Quando falamos em radiação, as pessoas sempre pensam em fatos negativos, mas a aplicação em medicina
A natureza física da radiação é muito semelhante à da luz. Ao contrário do que ocorre com a luz, porém, nosso olho não tem capacidade de enxergá-la. Isso a torna mais perigosa! A radiação pode ser emitida por máquinas projetadas para produzi-la, como aparelhos de radiografia, mamografia ou tomografia, ou por substâncias radioativas produzidas nos reatores nucleares, a exemplo do césio-137 e do iodo-131. Quando essas substâncias são lançadas no meio ambiente, as pessoas podem ser atingidas pela radiação emitida (exposição radioativa). Nos casos em que esses elementos são ingeridos, inalados ou depositados sobre a pele ou o cabelo (contaminação radioativa), o indivíduo, além de receber a radiação diretamente sobre si, passa a ser também uma fonte carreadora da substância radioativa.
Existem três formas básicas de diminuir a exposição radioativa: distância, tempo e blindagem. Recebemos menos radiação se ficamos mais longe do elemento radioativo, se ficamos perto o menor tempo possível e se a substância está envolvida por proteções que bloqueiam a radiação, como o chumbo e o concreto.

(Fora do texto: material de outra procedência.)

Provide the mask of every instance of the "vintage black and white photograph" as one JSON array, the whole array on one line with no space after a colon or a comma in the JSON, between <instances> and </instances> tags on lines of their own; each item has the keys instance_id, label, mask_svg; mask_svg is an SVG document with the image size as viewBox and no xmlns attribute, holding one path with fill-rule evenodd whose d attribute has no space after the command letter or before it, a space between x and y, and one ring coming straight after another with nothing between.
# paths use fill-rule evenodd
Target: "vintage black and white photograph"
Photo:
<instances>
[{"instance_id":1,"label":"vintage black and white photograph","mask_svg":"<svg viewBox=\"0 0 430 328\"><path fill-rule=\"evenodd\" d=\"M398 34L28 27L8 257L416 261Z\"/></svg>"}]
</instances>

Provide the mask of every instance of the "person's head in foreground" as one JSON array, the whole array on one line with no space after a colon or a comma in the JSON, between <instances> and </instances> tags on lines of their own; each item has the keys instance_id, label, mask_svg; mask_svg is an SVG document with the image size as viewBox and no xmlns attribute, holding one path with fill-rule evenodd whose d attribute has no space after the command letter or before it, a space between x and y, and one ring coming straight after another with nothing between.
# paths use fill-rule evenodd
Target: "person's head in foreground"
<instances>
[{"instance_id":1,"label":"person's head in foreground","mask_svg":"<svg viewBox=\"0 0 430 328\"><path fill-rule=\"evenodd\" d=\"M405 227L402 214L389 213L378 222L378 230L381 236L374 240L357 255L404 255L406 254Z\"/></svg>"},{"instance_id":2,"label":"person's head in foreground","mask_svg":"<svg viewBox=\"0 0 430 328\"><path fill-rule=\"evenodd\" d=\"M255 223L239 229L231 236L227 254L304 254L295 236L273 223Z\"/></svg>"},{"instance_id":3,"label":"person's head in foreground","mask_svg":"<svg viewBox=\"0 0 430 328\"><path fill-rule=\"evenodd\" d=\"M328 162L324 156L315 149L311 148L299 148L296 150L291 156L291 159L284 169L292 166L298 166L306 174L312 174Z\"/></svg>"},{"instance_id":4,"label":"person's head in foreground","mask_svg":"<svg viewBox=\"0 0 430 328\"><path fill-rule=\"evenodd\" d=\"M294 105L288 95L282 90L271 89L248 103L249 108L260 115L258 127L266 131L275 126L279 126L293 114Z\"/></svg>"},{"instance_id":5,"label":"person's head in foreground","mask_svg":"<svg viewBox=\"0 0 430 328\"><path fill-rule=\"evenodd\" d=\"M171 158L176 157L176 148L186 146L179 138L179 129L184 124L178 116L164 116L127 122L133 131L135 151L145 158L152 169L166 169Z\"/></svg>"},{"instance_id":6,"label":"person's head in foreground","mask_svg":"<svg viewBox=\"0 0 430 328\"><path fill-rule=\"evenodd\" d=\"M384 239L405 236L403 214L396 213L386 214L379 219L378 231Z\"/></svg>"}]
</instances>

Na prevenção da contaminação radioativa, o objetivo é evitar que a substância radioativa entre em contato com o meio ambiente e com as pessoas ou mesmo se espalhe entre elas. Por exemplo, um indivíduo com a mão contaminada com uma substância radioativa vai disseminar a radiação para a maçaneta, o telefone, os talheres, a mão de outras pessoas ao cumprimentá-las, o assento do ônibus, o dinheiro, o mouse do computador, etc. Por isso, trabalhadores de instalações radioativas usam luvas e aventais e têm suas mãos sempre monitoradas no fim da jornada de trabalho. Pelo mesmo motivo, um objeto suspeito de contaminação é logo envolvido em saco plástico para evitar dispersão da substância radioativa.
Acidentes históricos
Quando falamos em radiação, as pessoas sempre pensam em fatos negativos. Acidentes traumatizantes, como os de Chernobyl, em 1986, de Goiânia, em 1987, ou a explosão das bombas atômicas em Hiroshima e Nagasaki, na Segunda Guerra Mundial, imediatamente vêm à mente. O fato é que o medo e a curiosidade em relação à radioatividade aumentam diante da possibilidade de desastres nucleares, como as vividas atualmente em Fukushima, no Japão, levantando uma série de questões. Como a radiação pode afetar os seres humanos? A radiação utilizada em medicina é a mesma emitida nesses acidentes? A radiação recebida em exames médicos pode fazer mal?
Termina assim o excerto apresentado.